What you are asking for is called Arcball rotation. Quaternions are the easy solution only if you understand how they work. You can achieve the same without quaternions however.
Do you know how to rotate objects in general? Let's say you have an object at the origin. Do you know how you rotate it (hint: multiply by some rotation matrix)? If yes, then I am assuming you know what will happen if you translate the object first and then rotate it?
You must know how to calculate a rotation matrix from angle-axis (easy as pie, look at the myriad of equations online, a lot of them give you the code as well)
- Get the camera's up and right vectors. Note that they should be normalized.
- Get the vector from the focus point to the camera (camPosition - Focus). This is the vector that you are going to be rotating. Let's call this camFocusVector.
- Decide how much you want to rotate in yaw/pitch in relation to the camera
- Create two rotation matrices. The 1st rotation matrix will use the up of the camera as the axis and yaw angle that you decided. The 2nd rotation matrix will use the right of the camera as the axis and pitch angle that you decided.
- Now rotate the camFocusVector with the new rotation matrices. This is now your new position of the camera relative to the origin.
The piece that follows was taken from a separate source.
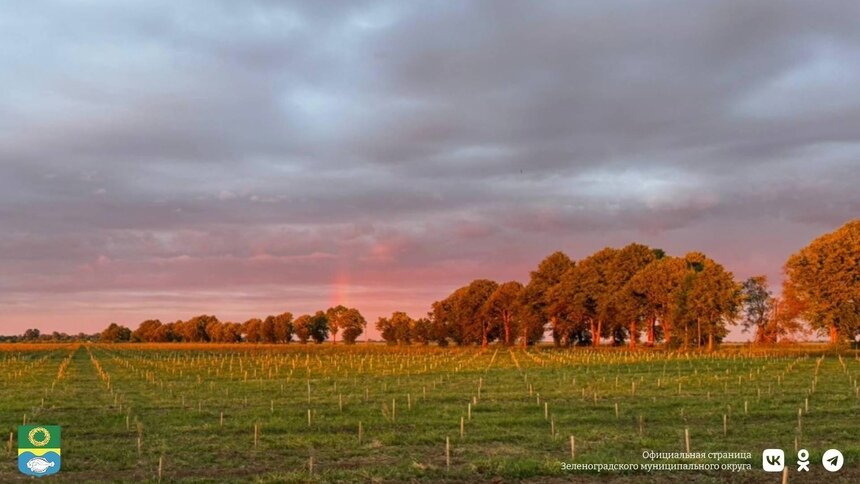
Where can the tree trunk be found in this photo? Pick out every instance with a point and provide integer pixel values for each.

We of course, want it to be relative to the focus point...
- Add the focus point position to camFocusVector. This is now your camera's new position. Translate your camera accordingly.
- Finally, ask the camera to focus on the focus point by calling your lookAt() function
You will have to lookout for certain cases or singularities at which your camera will stop working. Looking straight down/up for example. I will let you figure out how to deal with those.
EDIT1: How to recalculate the orthonormal vectors of the camera
You already know the direction of the camera ( (cameraPos - focusPoint).normalize() ). Now assume that your camera's up is +Y (or w/e your world's current up axis is... that is up to you). Now simply cross the direction with the up to get the right. Done? Nope! Your up vector is no longer orthogonal to the other two. To fix that, cross right with direction and you get your new up.
Note that the Gram-Schmidt is really what should be used to orthonormalize vectors.
Again, take a note of the caveats as this will fail to work in some cases (direction is parallel to up for example).